Decerto, se tais personagens, no caso, a maioria dos generais do alto comando, estivessem mesmo dispostos ao golpe, isto é, a romper a legalidade constitucional pela força, ainda que se valendo de um momento daquela legalidade (a assinatura do GLO) para, de imediato, subvertê-la (de empoderados momentânea e localizadamente pelo GLO para a derrubada do presidente eleito e o seu – dos generais – empoderamento total e permanente), não seria propriamente a falta de um primeiro momento de legalidade que os impediria.
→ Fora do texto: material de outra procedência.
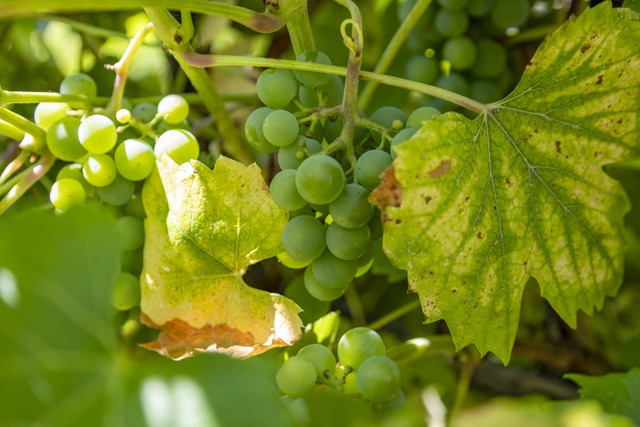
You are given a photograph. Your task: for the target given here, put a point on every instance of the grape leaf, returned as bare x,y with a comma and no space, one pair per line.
203,229
617,393
474,208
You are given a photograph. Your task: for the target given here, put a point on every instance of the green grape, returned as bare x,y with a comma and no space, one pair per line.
304,238
312,79
451,23
134,159
62,139
420,115
453,4
74,171
485,91
385,116
333,272
79,84
318,290
460,51
254,133
126,292
479,8
280,128
401,137
99,170
179,144
320,356
510,13
290,262
276,87
422,69
47,113
320,179
296,377
348,243
378,379
351,209
291,156
144,112
173,109
284,192
130,230
369,166
357,345
491,60
118,192
66,193
97,134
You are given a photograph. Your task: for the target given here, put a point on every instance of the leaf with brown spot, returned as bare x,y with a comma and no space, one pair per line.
540,204
203,229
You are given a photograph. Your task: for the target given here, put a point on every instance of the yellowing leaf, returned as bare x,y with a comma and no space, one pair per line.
474,208
204,228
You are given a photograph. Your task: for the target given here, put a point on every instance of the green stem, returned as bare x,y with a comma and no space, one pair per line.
355,306
203,61
201,81
38,134
394,315
19,97
394,46
299,28
121,68
27,179
260,22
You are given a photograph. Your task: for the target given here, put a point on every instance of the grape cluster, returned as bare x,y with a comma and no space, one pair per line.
455,46
332,222
108,159
362,369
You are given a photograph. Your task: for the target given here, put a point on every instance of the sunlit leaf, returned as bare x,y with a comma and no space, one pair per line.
474,208
204,228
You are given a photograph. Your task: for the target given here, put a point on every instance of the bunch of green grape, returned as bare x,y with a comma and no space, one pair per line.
362,369
457,46
333,226
108,158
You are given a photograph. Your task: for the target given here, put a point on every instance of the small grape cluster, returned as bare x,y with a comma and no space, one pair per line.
363,369
107,163
454,48
332,222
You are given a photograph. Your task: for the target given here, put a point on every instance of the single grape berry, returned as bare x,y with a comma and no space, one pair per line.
320,356
179,144
304,238
296,377
320,179
97,134
62,139
134,159
284,192
351,209
378,379
99,170
173,109
280,128
276,87
66,193
358,344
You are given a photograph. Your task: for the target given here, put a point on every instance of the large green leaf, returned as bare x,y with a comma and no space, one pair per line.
204,228
474,208
617,393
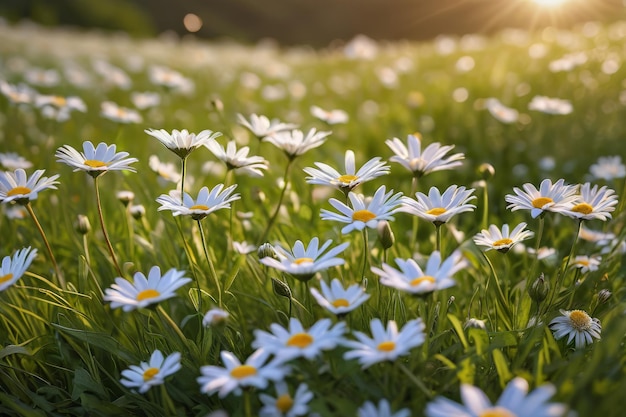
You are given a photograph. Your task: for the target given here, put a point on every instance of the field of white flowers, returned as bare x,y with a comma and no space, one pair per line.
373,229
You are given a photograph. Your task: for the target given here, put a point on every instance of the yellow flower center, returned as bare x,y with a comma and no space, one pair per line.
300,340
580,320
497,412
541,201
94,163
147,294
284,403
418,281
19,190
303,260
149,373
363,216
347,179
501,242
436,211
6,278
387,346
340,302
583,208
243,371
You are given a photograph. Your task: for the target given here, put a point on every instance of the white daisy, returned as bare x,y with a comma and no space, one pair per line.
13,268
592,203
145,291
238,160
338,300
383,409
295,142
255,372
439,208
95,161
208,201
295,341
149,374
514,401
303,262
578,326
284,404
412,279
182,142
16,186
327,175
386,344
362,214
549,197
503,240
432,159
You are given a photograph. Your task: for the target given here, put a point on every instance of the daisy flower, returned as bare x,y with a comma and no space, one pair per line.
338,300
181,142
295,142
238,160
208,201
514,401
503,240
592,203
284,404
255,372
361,214
327,175
386,344
608,168
145,291
439,208
303,262
95,161
148,374
295,341
432,159
16,186
577,326
411,278
549,197
13,268
383,409
261,126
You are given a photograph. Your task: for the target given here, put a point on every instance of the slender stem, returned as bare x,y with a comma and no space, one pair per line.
212,269
60,277
104,231
280,202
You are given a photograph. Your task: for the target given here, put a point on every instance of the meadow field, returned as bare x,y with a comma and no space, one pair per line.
369,229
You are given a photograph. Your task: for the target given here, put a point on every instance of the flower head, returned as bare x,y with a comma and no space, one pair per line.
296,341
16,186
95,160
439,208
386,344
360,214
255,372
432,159
327,175
503,240
13,268
148,374
143,291
577,326
182,142
514,401
208,201
549,197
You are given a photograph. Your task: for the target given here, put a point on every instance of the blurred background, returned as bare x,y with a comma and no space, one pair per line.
311,22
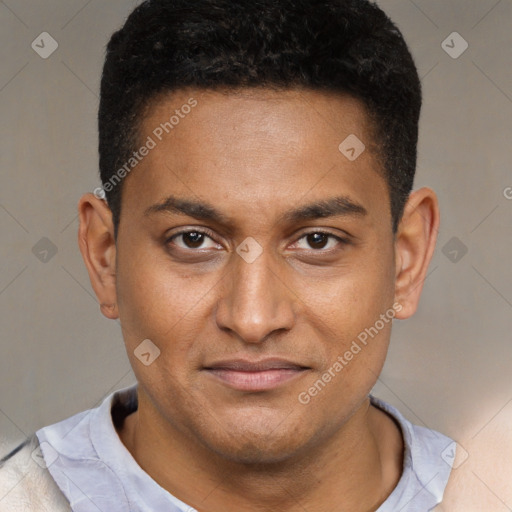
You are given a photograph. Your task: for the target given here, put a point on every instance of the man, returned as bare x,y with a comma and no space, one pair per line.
258,238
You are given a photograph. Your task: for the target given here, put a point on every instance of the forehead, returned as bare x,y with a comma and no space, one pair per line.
257,150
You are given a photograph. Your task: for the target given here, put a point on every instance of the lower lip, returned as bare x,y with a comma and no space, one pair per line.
256,381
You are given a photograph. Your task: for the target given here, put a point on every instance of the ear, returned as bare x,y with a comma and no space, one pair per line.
415,242
97,245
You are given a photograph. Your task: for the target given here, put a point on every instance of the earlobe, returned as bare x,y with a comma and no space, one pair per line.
414,246
97,245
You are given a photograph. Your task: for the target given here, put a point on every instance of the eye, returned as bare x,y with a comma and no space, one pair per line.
192,239
319,241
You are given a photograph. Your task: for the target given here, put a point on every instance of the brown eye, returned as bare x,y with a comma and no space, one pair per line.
320,241
192,239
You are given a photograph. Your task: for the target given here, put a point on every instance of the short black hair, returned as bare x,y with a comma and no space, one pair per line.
342,46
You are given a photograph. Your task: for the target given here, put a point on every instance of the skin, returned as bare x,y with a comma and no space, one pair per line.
253,156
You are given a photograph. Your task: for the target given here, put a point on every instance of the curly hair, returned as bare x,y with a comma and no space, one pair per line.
342,46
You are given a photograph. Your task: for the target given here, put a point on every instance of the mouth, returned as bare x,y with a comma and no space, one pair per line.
262,375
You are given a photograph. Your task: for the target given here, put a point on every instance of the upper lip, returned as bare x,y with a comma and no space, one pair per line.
245,365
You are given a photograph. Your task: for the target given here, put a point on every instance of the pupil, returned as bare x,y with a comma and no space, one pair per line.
194,236
315,239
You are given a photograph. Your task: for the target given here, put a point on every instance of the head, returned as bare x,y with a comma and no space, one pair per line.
258,161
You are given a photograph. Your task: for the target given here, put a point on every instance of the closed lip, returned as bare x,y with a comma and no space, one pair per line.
246,365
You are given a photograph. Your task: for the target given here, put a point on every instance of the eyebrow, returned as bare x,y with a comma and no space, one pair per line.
332,207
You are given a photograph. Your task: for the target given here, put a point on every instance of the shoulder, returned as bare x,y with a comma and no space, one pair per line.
26,484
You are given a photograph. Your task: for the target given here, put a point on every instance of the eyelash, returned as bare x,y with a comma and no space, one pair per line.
209,234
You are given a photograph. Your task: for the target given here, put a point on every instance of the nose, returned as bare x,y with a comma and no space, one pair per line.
255,301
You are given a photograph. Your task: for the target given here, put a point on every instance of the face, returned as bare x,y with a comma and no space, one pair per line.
253,253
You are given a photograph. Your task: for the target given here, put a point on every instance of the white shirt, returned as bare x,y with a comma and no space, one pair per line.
96,472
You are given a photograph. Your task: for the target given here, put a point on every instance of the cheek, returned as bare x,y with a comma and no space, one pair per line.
154,300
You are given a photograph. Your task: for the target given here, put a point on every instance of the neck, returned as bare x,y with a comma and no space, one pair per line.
356,469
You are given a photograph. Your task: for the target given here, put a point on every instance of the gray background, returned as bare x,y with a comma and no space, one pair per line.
448,367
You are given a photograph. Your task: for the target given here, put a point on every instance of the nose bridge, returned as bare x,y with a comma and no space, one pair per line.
254,301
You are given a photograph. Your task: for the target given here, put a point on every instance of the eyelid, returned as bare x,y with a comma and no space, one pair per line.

Não parece ser equivocado supor que, visceralmente antipetistas, muitos ali dos fardados, com quatro estrelas e atrás da mesa, tenham torcido a favor dos sediciosos, aguardado até o último instante para agir, e esticado a corda ao máximo de modo que, caso o putsh bolsonarista tivesse êxito pleno e um efeito cascata se espalhasse pelas grandes capitais do país, eles pudessem, com um sorriso mal disfarçado e desfile de tanques, tomar parte na trama e quebrar a ordem democrática em nome de garanti-la.

Contudo, a verdade é que se a maioria do alto comando castrense estivesse, naquele momento, e naquelas condições verificadas, disposta a romper, pela força, com a ordem legal, não seria a falta de decretação da GLO por parte de um presidente a ser deposto que a faria desistir de "garantir a ordem", com ou sem a presença do “L de lei” da sigla do artigo 142. O roteiro seguiria, mesmo que com alterações em algumas cenas, mas o final da película seria, provavelmente, o mesmo. Trágico. A burguesia brasileira e seus homens togados, fardados ou não, são experts em casuísmos jurídicos e facilmente encontrariam alguma brecha, ou criariam uma, depois que a força tivesse feito o seu papel, com ou sem a assinatura em um papel. Mas a maioria do alto comando militar, em função da posição anti-golpe do núcleo orgânico da burguesia brasileira e sobretudo pela declarada recusa do EUA em apoiar qualquer desrespeito ao resultado do escrutínio de 30 de outubro, optou por não aderir à intentona bolsonarista.

Assim, ao invés de disputarem entre si o protagonismo da argúcia política que teria freado o golpe do 8 de janeiro do ano passado, os homens e mulheres do governo deveriam se preocupar em não deixar a história ser feita apenas de um lado, lado que há um ano não quis uma coisa, mas que amanhã pode muito bem vir a querê-la. Também não parece muito seguro confiar totalmente a segurança de seu governo aos tais "defensores da democracia" instalados nos outros poderes, os quais, há bem pouco tempo, mais precisamente em 2016, não hesitaram em maculá-la sob o argumento de pedaladas fiscais. A colaboração com o grande capital, a não punição aos generais golpistas e as tentativas de acomodação com o Centrão não fazem mais do que pavimentar o chão para a volta ao poder do bolsonarismo, com ou sem golpismo. Assim, aos que tiverem ouvidos, que ouçam: "Acautelai-vos do fermento dos fariseus e saduceus".